After the last 2 blog entries, we have our worker process's main loop feed back into Azure's heath checking system. If we go unhealthy, Azure will notice and will eventually restart the worker role. However, this is a bit heavy handed; what if the failure was a temporary network error, a poison message or another bug - do we really want our node to die so easily? By refactoring our code slightly we can make our process far more robust and harder to kill than Chuck Norris!

Step 1, we need an interface - remember: every computer science problem can be solved by adding a new level of abstraction; but beware: a new level of abstraction will introduce a new problem.

Lets call it IProcessMessages - I prefer interface names that are grammatically correct - IDoThings, IHateThings, IDontGetOutMuch:

    public interface IProcessMessages 
    {
        bool Process ();
    }

Were Process will return true if it found a message and false if the queue was empty; we need this to determine if the node should have a quick sleep before checking the queue again.

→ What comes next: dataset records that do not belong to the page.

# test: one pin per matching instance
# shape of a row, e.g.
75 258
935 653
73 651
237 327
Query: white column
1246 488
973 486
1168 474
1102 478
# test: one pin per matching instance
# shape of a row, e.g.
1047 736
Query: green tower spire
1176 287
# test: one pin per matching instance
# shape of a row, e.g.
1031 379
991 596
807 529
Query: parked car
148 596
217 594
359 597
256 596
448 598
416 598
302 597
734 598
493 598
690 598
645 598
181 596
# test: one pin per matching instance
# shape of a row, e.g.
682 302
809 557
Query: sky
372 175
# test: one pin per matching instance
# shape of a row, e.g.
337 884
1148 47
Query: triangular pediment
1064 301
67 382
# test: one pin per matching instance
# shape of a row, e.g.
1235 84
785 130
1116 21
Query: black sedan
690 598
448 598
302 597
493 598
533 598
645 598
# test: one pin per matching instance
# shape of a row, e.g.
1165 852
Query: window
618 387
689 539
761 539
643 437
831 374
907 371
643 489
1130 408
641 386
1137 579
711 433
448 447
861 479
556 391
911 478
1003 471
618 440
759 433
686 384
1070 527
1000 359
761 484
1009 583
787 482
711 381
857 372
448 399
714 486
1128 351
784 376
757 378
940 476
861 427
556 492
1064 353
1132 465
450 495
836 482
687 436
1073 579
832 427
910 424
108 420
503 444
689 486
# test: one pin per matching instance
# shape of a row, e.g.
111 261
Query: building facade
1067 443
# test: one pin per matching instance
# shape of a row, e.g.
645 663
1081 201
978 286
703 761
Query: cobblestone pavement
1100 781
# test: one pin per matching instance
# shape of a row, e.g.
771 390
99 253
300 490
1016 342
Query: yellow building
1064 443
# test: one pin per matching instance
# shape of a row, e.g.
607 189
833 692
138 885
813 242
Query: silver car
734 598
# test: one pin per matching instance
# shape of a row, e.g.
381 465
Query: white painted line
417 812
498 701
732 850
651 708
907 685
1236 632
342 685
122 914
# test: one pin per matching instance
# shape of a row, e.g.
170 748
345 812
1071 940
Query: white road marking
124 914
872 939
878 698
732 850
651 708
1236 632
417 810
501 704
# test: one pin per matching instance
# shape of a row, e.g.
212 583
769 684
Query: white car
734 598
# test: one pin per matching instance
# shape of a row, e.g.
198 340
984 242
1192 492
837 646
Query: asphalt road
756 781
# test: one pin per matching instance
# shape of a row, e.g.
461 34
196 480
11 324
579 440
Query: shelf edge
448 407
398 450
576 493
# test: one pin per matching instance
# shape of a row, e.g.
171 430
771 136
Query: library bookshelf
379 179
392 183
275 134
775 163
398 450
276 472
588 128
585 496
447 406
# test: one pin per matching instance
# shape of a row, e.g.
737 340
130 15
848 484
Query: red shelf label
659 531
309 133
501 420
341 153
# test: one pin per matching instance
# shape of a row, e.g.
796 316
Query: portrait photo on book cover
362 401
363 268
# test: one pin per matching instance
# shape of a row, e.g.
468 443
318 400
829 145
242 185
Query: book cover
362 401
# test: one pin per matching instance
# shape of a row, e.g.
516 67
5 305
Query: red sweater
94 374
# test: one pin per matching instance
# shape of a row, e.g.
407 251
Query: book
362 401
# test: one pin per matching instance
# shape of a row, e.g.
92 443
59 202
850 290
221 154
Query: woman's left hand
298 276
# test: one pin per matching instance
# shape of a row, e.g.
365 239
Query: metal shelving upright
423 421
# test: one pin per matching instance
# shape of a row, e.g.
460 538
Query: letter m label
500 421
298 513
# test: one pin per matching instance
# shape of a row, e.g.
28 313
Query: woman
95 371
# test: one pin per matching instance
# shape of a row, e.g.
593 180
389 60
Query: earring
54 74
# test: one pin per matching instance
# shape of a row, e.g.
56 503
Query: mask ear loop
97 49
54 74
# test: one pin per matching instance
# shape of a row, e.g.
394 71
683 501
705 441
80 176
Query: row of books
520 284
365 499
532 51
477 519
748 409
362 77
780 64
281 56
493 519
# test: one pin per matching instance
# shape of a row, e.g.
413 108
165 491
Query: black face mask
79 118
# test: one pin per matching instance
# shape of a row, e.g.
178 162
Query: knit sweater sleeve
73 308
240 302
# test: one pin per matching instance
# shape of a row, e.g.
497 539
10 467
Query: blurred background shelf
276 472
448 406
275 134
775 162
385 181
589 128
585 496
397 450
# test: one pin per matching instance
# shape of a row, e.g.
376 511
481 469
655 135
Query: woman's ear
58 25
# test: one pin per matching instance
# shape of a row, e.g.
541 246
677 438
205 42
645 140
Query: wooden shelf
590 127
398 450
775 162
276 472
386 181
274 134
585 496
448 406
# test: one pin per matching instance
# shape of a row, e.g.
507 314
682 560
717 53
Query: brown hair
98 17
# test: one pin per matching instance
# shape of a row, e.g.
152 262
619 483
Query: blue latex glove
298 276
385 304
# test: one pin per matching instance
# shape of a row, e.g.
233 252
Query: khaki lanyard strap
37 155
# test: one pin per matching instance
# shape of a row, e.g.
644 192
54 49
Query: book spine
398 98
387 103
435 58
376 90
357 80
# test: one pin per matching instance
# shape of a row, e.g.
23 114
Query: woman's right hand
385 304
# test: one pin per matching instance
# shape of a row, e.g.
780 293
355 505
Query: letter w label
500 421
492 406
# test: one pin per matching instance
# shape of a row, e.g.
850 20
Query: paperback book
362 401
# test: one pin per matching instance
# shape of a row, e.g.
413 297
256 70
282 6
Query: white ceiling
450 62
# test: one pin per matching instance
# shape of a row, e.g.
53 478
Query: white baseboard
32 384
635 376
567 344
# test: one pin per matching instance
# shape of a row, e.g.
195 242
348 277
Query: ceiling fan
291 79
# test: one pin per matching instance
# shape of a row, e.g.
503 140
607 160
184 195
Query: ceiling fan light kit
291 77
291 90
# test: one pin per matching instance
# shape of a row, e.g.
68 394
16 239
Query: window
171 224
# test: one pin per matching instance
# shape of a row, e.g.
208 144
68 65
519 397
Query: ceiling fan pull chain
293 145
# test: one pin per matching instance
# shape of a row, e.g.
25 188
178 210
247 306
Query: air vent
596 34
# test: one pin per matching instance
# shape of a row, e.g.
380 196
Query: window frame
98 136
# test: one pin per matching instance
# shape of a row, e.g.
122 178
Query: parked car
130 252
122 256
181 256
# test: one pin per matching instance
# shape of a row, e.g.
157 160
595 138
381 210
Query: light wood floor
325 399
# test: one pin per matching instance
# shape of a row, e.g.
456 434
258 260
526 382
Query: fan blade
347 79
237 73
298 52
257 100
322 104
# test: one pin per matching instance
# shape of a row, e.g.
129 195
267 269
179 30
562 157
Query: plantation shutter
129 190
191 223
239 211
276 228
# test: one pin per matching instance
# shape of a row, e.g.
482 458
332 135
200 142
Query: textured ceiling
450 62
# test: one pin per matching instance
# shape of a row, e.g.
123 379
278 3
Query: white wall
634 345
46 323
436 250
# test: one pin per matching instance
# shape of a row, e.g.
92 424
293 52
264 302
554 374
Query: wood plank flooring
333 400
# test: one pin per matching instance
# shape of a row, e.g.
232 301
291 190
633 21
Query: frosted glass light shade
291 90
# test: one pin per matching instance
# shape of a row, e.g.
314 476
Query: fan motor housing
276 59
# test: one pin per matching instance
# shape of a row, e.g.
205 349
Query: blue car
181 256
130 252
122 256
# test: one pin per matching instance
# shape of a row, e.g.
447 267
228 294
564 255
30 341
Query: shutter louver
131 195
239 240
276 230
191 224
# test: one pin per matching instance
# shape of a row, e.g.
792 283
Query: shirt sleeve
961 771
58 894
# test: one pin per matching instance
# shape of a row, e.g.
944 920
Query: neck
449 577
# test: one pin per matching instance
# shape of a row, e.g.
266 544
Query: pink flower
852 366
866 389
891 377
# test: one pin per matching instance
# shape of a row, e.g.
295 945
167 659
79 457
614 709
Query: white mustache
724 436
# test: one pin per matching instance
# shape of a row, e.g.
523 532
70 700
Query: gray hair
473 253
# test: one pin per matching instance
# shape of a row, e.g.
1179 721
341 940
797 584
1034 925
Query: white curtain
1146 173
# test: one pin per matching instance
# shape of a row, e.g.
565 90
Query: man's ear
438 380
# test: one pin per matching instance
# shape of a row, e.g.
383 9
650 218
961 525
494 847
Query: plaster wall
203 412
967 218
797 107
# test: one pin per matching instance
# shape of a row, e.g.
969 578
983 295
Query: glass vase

We can now create some processor types:

    public class QueueProcessor : IProcessMessages {

        MessageQueue queue;

        public QueueProcessor ()
        {
            QueueStorage qs = QueueStorage.Create (
                      StorageAccountInfo.GetDefaultQueueStorageAccountFromConfiguration());
            queue = qs.GetQueue ("myqueue");
        }

        public bool Process()
        {
            Message msg = queue.GetMessage ();
            if (msg != null) {
                ProcessMessage (msg);
            }
            return msg != null;
        }
    }

We've created an instance type and the initialisation of the queue is moved into the constructor. The creation of a queue is an expensive operation, as GetQueue involves a trip to the storage system, so we've moved it out of our processing loop. We can now modify our main loop to look like:

    public override void Start()
    {
        QueueProcessor p = new QueueProcessor ();

        while (true)
        {            
            // Updating the date time in the main loop
            lock (dateTimeLock)
            {
                lastThreadTest = DateTime.Now;
            }            
            
            if (p.Process () == false) {
                Thread.Sleep(DEFAULT_SLEEP_TIME);
            }
        }
    }

Functionally we are now pretty much back to what we had at the end of Part 2. Time for our bulletproof vest ... we can now update our main loop to catch any exceptions thrown from the process method. If we catch an exception, we can destroy the current processor, create a new one and carry on as though nothing happened. Now this isn't going to work for all errors and normally I wouldn't recommend catching exceptions that you can't explicitly deal with; as some of them could be unrecoverable. However, we have Azure's status check watching our back. If we don't update our lastThreadTest counter in the event of an exception, we will eventually go unhealthy and Azure will restart us. So our main loop looks like:

    public override void Start()
    {
        QueueProcessor p = new QueueProcessor ();

        while (true)
        {            
            try {
                if (p.Process () == false) {
                    Thread.Sleep(DEFAULT_SLEEP_TIME);
                }

                // Updating the date time only if an error is not occur
                lock (dateTimeLock)
                {
                    lastThreadTest = DateTime.Now;
                }            

            } catch (Exception ex) {
                RoleManager.WriteToLog("Error",
                    "Error occurred, trying again"
                    + ex.ToString());
                p = new QueueProcessor ();
            }
        }
    }

We might want to adjust the catch block to perform a sleep, just so we don't spin at 100% cpu in the event of repeated errors - this could even be on a back off algorithm, so the first couple of retry's have no sleep, then 100ms,500ms, ... Just so that longer lasting errors (network?) won't keep us to busy throwing exceptions. The easiest way for doing a back of is to declare an array of sleep times:

    private const int [] SLEEP_TIMES = { 0, 0, 100, 500, 1000, 2000, 5000, 10000 };

and have a local variable keep track of the current sleep time index:

        while (true)
        {            
            try {
                if (p.Process () == false) {
                    Thread.Sleep(DEFAULT_SLEEP_TIME);
                }

                // Updating the date time only if an error is not occur
                lock (dateTimeLock)
                {
                    lastThreadTest = DateTime.Now;
                }            

                // reset the sleep time
                sleepTimeIndex = 0;

            } catch (Exception ex) {
                RoleManager.WriteToLog("Error",
                    "Error occured, trying again"
                    + ex.ToString());
                p = new QueueProcessor ();
                // Sleep using our back off
                sleepTimeIndex = Math.Min (sleepTimeIndex++, SLEEP_TIMES.Length - 1);
                Thread.Sleep (SLEEP_TIMES [sleepTimeIndex]);
            }
        }

We can now survive errors with a more appropriate response and only rely on a restart in the event of repeated errors.

Neil